The UNDER-SECRETARY of STATE for AIR (Sir Philip Sassoon)

There seems to be considerable misapprehension on this subject. I would point out in the first place that these revised rules contain no new departure of principle; but are designed mainly to clarify the regulations in detail and to give fuller effect to what has been approved policy since 1929. They have been drawn up in the interests of the safety of the general public and of the pilots of experimental machines, in view of previous fatal accidents.

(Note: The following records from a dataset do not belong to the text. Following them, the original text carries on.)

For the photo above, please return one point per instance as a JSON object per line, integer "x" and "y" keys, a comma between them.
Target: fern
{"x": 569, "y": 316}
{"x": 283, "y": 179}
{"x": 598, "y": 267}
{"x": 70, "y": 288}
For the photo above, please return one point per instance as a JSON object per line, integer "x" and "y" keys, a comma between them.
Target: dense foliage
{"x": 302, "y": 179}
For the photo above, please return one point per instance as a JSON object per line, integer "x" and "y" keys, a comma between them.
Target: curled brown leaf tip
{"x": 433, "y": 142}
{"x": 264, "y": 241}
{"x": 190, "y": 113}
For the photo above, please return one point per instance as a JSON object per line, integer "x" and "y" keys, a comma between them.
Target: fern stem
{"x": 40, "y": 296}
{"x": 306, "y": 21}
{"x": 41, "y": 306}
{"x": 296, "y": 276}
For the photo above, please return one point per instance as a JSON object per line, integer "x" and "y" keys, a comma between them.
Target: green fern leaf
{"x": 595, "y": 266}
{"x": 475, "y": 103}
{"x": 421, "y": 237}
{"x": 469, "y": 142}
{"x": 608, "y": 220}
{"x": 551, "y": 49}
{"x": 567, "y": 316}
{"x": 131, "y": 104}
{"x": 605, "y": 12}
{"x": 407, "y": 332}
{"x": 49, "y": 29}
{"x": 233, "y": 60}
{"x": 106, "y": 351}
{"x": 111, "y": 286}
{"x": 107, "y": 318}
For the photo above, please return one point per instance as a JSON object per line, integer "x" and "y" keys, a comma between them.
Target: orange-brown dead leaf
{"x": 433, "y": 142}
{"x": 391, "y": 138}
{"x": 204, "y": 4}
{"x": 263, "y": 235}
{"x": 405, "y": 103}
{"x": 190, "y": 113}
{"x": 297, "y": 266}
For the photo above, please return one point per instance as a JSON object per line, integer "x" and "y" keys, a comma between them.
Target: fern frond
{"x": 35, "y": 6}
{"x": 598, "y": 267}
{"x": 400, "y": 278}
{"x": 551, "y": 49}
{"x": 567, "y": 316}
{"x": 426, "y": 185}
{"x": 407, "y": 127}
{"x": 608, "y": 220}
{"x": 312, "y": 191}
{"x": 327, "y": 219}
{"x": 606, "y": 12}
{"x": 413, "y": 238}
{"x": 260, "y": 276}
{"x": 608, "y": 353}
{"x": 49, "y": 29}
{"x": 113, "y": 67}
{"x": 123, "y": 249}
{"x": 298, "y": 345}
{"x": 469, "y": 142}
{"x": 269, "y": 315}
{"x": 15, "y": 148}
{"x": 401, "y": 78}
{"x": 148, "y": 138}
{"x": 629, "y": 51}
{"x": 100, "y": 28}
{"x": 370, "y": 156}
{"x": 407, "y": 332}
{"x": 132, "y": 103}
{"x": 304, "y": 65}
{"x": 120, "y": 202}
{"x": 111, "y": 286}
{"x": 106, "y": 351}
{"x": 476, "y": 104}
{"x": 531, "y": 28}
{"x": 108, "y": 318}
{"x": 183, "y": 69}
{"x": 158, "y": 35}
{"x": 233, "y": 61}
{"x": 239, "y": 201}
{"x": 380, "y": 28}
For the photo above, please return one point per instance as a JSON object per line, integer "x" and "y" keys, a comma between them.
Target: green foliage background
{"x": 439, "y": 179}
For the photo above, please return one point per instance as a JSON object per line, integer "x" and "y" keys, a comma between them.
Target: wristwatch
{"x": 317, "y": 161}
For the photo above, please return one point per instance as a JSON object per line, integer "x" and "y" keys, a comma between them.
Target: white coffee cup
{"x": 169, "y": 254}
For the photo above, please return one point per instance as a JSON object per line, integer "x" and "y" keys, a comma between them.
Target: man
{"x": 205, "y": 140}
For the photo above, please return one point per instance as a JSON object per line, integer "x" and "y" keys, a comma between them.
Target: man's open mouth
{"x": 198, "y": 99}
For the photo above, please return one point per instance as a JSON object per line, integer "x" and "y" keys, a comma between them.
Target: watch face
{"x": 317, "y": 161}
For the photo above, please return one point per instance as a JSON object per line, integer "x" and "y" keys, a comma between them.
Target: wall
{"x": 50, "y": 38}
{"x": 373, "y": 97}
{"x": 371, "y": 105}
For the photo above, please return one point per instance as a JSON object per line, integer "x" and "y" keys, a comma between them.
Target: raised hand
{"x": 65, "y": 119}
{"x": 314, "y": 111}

The rules provide that in the case of an aircraft of a new type designed by a private experimenter the Secretary of State has to be satisfied, before it is flown, that it involves no special danger to life and property. This procedure does not necessarily require the disclosure of particulars of a secret character, though these would in any case be treated with the strictest confidence. My hon. and gallant Friend the Member for the Isle of Thanet (Captain Balfour) may rest assured that the Department is most anxious to encourage invention as well as to ensure safety, and that the rules will be administered with the fullest possible regard for inventive enterprise. My Noble Friend will certainly be ready to receive representations on the subject from any authoritative quarter, but I may say that the rules in their latest form have received the approval of the Civil Airworthiness Committee, which is representative of a number of outside bodies including the Society of British Aircraft Constructors, insurance interests, and the General Council of Light Aeroplane Clubs.


Do not these regulations introduce an innovation that now an Englishman cannot go up in his own private aeroplane in his own private ground and kill himself without previous written permission of the right hon. Gentleman?


No, Sir. There is no departure in principle from the rules embodied in 1929.


In 1929 could not a pilot go within three miles of his aerodrome without permission?


That was the change that was then made. The three-mile limit was then abolished.